La transformation de l'énergie basée sur les énergies renouvelables exige des investissements dans les infrastructures qui permettent de développer les énergies renouvelables et l'efficacité énergétique. Cela inclut des réseaux électriques flexibles, le stockage de l'énergie, l'hydrogène vert et de nombreuses autres technologies énergétiques propres et infrastructures habilitantes.  

Les perspectives montrent qu'il est également possible de décarboniser des secteurs difficiles comme l'aviation, le fret et l'industrie lourde, à mesure que des solutions innovantes continuent de se développer. Les investissements dans le système énergétique adapté au XXIe siècle ne se contenteraient pas de décarboniser, mais permettraient également de porter à 100 millions le nombre d'emplois dans le secteur énergétique à l'échelle mondiale d'ici 2050. Ils augmenteraient le PIB mondial de 2,4 %, ce qui représente un gain cumulé de 98 000 milliards de dollars d'ici à 2050.

Les retombées économiques de la pandémie sont considérables, avec des effets néfastes sur de nombreux secteurs, dont les énergies renouvelables. Toutefois, pour de nombreuses raisons, l'impact sur le secteur des énergies renouvelables peut être différent de celui d'autres secteurs de l'économie, notamment parce que les transitions énergétiques apportent une série de solutions en ce moment difficile.

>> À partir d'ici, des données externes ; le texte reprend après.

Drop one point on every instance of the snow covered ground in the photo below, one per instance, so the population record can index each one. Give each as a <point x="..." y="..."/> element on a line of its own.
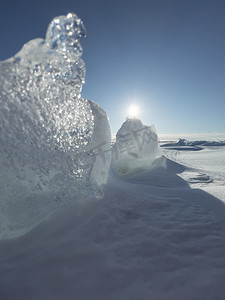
<point x="156" y="235"/>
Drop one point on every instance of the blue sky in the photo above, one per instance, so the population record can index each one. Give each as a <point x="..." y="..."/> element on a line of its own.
<point x="168" y="56"/>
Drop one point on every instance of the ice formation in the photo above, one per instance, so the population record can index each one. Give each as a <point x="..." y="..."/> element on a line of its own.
<point x="136" y="148"/>
<point x="51" y="146"/>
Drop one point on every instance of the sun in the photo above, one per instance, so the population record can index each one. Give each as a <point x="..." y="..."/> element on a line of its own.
<point x="133" y="111"/>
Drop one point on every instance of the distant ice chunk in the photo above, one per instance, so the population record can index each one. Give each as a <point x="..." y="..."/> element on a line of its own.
<point x="136" y="148"/>
<point x="51" y="139"/>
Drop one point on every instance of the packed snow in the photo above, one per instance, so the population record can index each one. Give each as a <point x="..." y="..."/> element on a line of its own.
<point x="157" y="230"/>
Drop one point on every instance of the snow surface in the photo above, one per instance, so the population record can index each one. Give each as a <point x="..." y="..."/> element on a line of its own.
<point x="154" y="235"/>
<point x="136" y="148"/>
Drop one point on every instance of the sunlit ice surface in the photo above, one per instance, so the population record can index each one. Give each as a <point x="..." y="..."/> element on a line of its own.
<point x="50" y="137"/>
<point x="133" y="111"/>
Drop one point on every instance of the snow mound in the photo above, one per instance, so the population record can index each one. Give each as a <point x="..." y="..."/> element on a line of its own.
<point x="136" y="148"/>
<point x="49" y="135"/>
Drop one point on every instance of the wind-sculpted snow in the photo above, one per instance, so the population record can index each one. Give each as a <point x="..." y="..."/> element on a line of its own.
<point x="136" y="148"/>
<point x="48" y="132"/>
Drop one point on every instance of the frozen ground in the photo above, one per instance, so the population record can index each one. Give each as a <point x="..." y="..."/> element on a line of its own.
<point x="157" y="235"/>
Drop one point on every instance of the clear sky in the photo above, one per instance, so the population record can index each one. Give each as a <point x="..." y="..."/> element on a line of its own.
<point x="168" y="56"/>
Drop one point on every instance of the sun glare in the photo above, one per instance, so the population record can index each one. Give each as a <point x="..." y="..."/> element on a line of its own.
<point x="133" y="111"/>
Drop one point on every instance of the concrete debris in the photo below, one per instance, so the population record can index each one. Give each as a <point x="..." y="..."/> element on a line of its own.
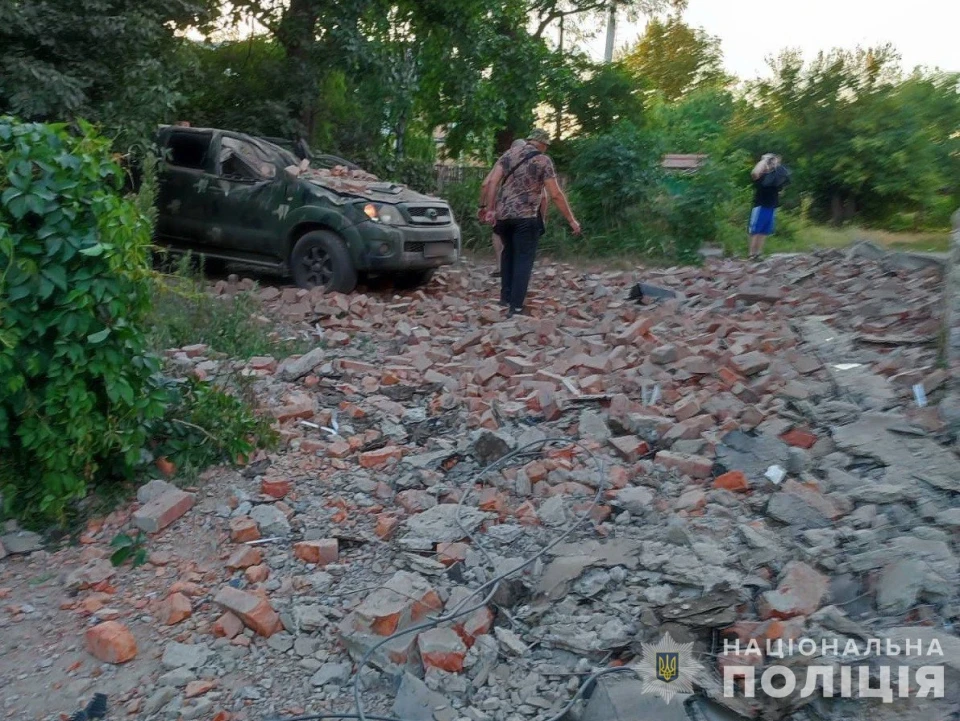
<point x="752" y="464"/>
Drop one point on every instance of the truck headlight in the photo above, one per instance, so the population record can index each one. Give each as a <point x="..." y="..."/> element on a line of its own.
<point x="384" y="213"/>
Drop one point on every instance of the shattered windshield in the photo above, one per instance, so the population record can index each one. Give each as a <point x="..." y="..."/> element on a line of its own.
<point x="257" y="154"/>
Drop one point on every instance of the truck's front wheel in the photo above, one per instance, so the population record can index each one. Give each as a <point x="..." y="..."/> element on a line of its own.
<point x="320" y="259"/>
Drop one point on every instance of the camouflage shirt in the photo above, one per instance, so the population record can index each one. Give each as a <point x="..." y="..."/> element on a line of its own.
<point x="519" y="196"/>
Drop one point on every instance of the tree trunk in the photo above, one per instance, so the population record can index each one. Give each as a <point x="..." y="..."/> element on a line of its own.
<point x="296" y="33"/>
<point x="836" y="209"/>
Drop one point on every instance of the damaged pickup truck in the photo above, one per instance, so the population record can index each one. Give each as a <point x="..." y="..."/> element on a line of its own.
<point x="232" y="197"/>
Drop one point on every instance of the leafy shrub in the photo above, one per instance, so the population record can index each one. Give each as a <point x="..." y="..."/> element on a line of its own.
<point x="77" y="391"/>
<point x="183" y="312"/>
<point x="614" y="172"/>
<point x="205" y="424"/>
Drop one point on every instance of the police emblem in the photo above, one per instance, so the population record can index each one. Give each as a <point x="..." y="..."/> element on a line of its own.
<point x="668" y="668"/>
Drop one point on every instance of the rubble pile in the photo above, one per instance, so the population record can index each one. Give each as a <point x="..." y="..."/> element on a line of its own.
<point x="763" y="470"/>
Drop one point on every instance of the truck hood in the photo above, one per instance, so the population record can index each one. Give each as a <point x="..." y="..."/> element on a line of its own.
<point x="376" y="191"/>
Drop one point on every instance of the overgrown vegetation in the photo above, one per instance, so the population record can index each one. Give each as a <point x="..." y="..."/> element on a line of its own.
<point x="183" y="312"/>
<point x="83" y="399"/>
<point x="372" y="80"/>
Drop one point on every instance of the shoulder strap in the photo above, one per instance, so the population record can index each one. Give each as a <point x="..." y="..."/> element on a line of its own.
<point x="516" y="167"/>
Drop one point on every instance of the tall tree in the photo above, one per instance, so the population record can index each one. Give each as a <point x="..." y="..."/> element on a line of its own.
<point x="111" y="61"/>
<point x="677" y="59"/>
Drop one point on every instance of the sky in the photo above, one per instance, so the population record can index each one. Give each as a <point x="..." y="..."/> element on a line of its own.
<point x="925" y="32"/>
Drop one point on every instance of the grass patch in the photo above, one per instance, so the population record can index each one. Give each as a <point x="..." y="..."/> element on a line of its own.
<point x="813" y="237"/>
<point x="184" y="313"/>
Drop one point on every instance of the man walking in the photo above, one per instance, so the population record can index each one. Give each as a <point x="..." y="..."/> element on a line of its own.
<point x="497" y="242"/>
<point x="513" y="202"/>
<point x="769" y="178"/>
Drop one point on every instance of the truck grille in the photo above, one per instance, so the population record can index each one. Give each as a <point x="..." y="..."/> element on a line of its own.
<point x="429" y="214"/>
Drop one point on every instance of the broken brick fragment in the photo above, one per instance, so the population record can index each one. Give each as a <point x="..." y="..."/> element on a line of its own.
<point x="244" y="557"/>
<point x="799" y="438"/>
<point x="275" y="487"/>
<point x="111" y="642"/>
<point x="243" y="529"/>
<point x="227" y="626"/>
<point x="321" y="552"/>
<point x="173" y="609"/>
<point x="732" y="481"/>
<point x="380" y="456"/>
<point x="443" y="649"/>
<point x="256" y="613"/>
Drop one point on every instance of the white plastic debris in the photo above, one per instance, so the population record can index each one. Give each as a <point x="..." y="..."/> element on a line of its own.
<point x="920" y="395"/>
<point x="776" y="474"/>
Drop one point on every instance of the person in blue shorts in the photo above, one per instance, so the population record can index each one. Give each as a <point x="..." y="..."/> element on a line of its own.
<point x="769" y="178"/>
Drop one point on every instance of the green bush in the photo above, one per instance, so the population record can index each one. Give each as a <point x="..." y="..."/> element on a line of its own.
<point x="614" y="173"/>
<point x="183" y="313"/>
<point x="77" y="390"/>
<point x="205" y="424"/>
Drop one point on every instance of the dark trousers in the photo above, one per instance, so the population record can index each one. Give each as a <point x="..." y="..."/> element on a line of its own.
<point x="520" y="237"/>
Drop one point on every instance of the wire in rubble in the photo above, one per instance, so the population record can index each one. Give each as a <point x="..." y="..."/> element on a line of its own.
<point x="486" y="590"/>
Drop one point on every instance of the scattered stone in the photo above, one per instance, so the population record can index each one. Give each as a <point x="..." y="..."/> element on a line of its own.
<point x="184" y="655"/>
<point x="294" y="369"/>
<point x="321" y="553"/>
<point x="163" y="510"/>
<point x="799" y="593"/>
<point x="270" y="520"/>
<point x="111" y="642"/>
<point x="256" y="613"/>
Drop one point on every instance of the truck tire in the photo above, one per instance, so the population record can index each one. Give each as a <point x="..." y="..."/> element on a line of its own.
<point x="412" y="278"/>
<point x="320" y="259"/>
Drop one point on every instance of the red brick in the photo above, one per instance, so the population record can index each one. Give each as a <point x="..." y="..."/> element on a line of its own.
<point x="297" y="405"/>
<point x="339" y="449"/>
<point x="275" y="487"/>
<point x="322" y="552"/>
<point x="634" y="332"/>
<point x="442" y="648"/>
<point x="750" y="363"/>
<point x="379" y="457"/>
<point x="173" y="609"/>
<point x="163" y="510"/>
<point x="799" y="593"/>
<point x="415" y="501"/>
<point x="244" y="557"/>
<point x="535" y="471"/>
<point x="243" y="529"/>
<point x="732" y="481"/>
<point x="198" y="688"/>
<point x="257" y="574"/>
<point x="686" y="408"/>
<point x="630" y="448"/>
<point x="451" y="553"/>
<point x="227" y="626"/>
<point x="799" y="438"/>
<point x="386" y="525"/>
<point x="111" y="642"/>
<point x="687" y="464"/>
<point x="256" y="613"/>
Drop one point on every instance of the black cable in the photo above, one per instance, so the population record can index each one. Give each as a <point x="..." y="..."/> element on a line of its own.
<point x="492" y="584"/>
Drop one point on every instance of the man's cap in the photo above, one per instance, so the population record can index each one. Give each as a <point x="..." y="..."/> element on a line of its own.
<point x="539" y="135"/>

De nombreuses technologies renouvelables peuvent être mises en œuvre assez rapidement, ce qui contribue à relancer les industries et à créer de nouveaux emplois. Les dernières évolutions du prix du pétrole et l'imprévisibilité accrue des retours sur investissements dans les hydrocarbures rendent les arguments économiques en faveur des énergies renouvelables encore plus convaincants.

Nous ne devons pas nous laisser distraire. Le moment est venu de réduire ou de réorienter les subventions aux combustibles fossiles vers les énergies propres sans perturber davantage. 

Nous sommes à la croisée des chemins, mais les choix sont clairs. Les systèmes énergétiques propres, flexibles et résistants offrent un choix d'investissement sûr et stratégique en période d'incertitude et fournissent des solutions respectueuses du climat dont le monde entier a un besoin urgent.

Aujourd'hui, plus que jamais, les politiques publiques et les décisions d'investissement doivent s'aligner sur des objectifs à long terme pour soutenir des économies et des sociétés résilientes et durables. En traitant ensemble les crises sanitaires et climatiques et en appliquant une perspective globale et économique, le monde ne se "remettra pas seulement mieux", mais deviendra aussi plus sain, plus propre et plus prospère - pour tous les peuples.